It was within the artists' group Brücke (Bridge), founded in 1905, that Ernst Ludwig Kirchner formulated his views on art and established a visual language. Together with other core members—Erich Heckel, Karl Schmidt-Rottluff, Max Pechstein, and, briefly, Emil Nolde—Kirchner sought a new spirit of freedom and authenticity that rejected both the stultifying traditions of the academy and the restrictive conventions of bourgeois society. Brücke artists felt that art could respond to essential life forces with spontaneity and immediacy through such subjects as the nude in nature or figures dancing with frenzy and abandon. Sharing studios and models, teaching each other techniques, and even vacationing together, they evolved a common style that first embraced the fluidity of Fauvism and then turned to the energy and angularity of tribal art for inspiration.
Printmaking was fundamental to Brücke activities, and annual portfolios of prints were published to help the artists gain recognition and produce income. For the most part, however, members' prints were experimental in nature and made with only a few proof impressions. Kirchner continued this unstructured approach to printmaking even after the dissolution of Brücke in 1913, eventually creating some two thousand works, primarily in his own studio.
During World War I, after briefly training in the mounted artillery, Kirchner suffered a mental collapse. His depiction as an isolated figure is seen here in Evening Patrol of 1915. His series of prints of this period, entitled Schlemihl Meets His Shadow, is also considered the embodiment of his anxiety and paranoia, conditions that would continue to plague him, along with ill health, for the remainder of his life. In 1938, after being ostracized from German art circles by the Nazis, and having hundreds of his paintings removed from museums and declared "degenerate," Kirchner ended his own life.
Publication excerpt from Deborah Wye, Artists and Prints: Masterworks from The Museum of Modern Art, New York: The Museum of Modern Art, 2004, p. 52.
Between 1906 and 1912 the Brücke group sent an annual portfolio of prints to its "passive members"—friends and supporters who helped finance the artists' work. Through these portfolios, artists could circumvent intermediaries of the art market, such as dealers and galleries, and communicate directly with patrons. Each installment was dedicated to the work of one artist. The fifth portfolio features prints by Ernst Ludwig Kirchner, alternating between urban scenes of licentious delight and views of the idyllic Moritzburg lakes, which the Brücke artists frequently visited.
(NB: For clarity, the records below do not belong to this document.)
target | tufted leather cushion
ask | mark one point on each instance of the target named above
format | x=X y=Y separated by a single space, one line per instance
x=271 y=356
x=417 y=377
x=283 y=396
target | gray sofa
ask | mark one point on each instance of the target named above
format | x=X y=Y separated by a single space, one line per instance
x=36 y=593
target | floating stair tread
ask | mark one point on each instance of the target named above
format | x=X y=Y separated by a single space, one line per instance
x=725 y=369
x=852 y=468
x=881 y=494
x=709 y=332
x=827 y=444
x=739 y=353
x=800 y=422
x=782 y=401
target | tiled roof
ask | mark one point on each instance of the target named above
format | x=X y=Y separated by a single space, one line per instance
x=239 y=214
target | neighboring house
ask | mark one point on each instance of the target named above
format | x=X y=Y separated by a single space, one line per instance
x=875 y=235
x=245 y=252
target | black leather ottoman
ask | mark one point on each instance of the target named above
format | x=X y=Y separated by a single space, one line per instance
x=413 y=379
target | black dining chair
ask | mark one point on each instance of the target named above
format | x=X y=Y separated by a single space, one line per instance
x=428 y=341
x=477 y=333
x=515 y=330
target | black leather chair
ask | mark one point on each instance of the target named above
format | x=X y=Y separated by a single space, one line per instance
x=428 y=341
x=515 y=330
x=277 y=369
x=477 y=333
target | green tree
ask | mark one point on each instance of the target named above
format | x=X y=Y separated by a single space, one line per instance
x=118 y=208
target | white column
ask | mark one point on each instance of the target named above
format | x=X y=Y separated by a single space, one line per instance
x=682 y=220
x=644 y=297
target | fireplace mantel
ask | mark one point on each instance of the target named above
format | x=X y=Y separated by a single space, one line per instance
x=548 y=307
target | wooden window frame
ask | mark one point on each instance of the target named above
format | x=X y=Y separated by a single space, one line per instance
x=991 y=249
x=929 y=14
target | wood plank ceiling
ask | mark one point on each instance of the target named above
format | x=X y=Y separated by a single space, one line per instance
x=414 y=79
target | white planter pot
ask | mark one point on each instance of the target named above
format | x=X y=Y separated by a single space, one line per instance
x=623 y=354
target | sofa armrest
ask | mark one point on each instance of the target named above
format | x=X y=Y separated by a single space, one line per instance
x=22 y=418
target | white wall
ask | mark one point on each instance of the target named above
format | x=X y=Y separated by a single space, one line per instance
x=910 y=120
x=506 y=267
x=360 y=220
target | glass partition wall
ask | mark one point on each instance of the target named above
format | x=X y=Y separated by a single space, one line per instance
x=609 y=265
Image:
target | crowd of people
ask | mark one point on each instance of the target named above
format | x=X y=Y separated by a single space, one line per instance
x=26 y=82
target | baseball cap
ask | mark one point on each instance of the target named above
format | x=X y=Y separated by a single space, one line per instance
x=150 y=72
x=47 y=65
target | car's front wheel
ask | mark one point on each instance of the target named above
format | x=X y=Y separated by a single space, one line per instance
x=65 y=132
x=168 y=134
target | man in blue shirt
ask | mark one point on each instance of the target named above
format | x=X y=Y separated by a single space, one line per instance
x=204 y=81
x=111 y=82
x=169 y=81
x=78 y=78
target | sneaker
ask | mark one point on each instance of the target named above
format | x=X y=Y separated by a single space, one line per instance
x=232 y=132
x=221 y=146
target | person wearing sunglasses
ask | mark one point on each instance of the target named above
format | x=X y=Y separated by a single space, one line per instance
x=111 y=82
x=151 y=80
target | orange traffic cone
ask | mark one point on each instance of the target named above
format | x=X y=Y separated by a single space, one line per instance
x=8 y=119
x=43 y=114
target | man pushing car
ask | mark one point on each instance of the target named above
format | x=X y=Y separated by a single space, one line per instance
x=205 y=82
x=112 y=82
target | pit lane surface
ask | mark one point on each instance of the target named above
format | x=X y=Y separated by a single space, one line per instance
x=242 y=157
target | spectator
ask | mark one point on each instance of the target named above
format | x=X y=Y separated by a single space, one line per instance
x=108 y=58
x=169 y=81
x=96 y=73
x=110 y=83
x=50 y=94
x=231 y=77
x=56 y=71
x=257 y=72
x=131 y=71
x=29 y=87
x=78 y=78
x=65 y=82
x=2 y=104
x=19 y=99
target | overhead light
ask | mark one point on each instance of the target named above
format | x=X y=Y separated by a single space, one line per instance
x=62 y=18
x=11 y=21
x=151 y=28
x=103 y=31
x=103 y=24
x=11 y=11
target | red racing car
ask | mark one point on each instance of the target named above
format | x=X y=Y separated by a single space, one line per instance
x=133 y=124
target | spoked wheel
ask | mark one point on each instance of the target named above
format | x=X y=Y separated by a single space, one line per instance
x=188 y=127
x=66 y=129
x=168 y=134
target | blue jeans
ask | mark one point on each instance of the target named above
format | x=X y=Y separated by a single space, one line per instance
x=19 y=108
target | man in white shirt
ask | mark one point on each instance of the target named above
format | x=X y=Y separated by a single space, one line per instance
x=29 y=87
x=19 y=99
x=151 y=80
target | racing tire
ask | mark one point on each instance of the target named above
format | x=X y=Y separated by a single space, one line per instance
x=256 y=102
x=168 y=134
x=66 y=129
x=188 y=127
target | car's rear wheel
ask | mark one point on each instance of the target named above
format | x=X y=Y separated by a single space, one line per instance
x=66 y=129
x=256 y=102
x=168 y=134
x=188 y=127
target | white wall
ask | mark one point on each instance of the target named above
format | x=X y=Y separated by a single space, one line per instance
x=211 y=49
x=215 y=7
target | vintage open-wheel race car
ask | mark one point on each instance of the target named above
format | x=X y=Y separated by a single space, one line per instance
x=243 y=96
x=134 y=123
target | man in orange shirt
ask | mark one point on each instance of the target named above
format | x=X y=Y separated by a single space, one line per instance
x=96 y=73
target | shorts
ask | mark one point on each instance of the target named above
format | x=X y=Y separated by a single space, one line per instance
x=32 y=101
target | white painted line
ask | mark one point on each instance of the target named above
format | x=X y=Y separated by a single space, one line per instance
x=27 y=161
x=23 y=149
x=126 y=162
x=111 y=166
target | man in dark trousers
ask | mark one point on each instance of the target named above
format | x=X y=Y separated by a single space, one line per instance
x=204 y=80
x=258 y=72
Erich Heckel's title page shows two nudes kneeling on a stage. A schematic section of geometric voids and solids represents a row of spectators, while the garish yellow paper suggests the glare of the lights. Kirchner's color woodcut, Mit Schilf werfende Badende (Bathers throwing reeds), shows nudes moving freely in nature. His black-and-white woodcut, Tänzerin mit gehobenem Rock (Dancer with raised skirt), transports this key theme of the liberated body to a Dresden cabaret. Kirchner exploits the stark contrasts and reductive possibilities encouraged by the woodcut medium, heralding the severely angular style of the group's last years. In the final drypoint, Drei Badende an den Moritzburger Seen (Three bathers at the Moritzburg lakes), Kirchner creates a scene of peace and harmony using the most limited formal means, capturing the spontaneity and freedom the artists discovered at rural retreats.
Publication excerpt from Heather Hess, German Expressionist Digital Archive Project, German Expressionism: Works from the Collection. 2011.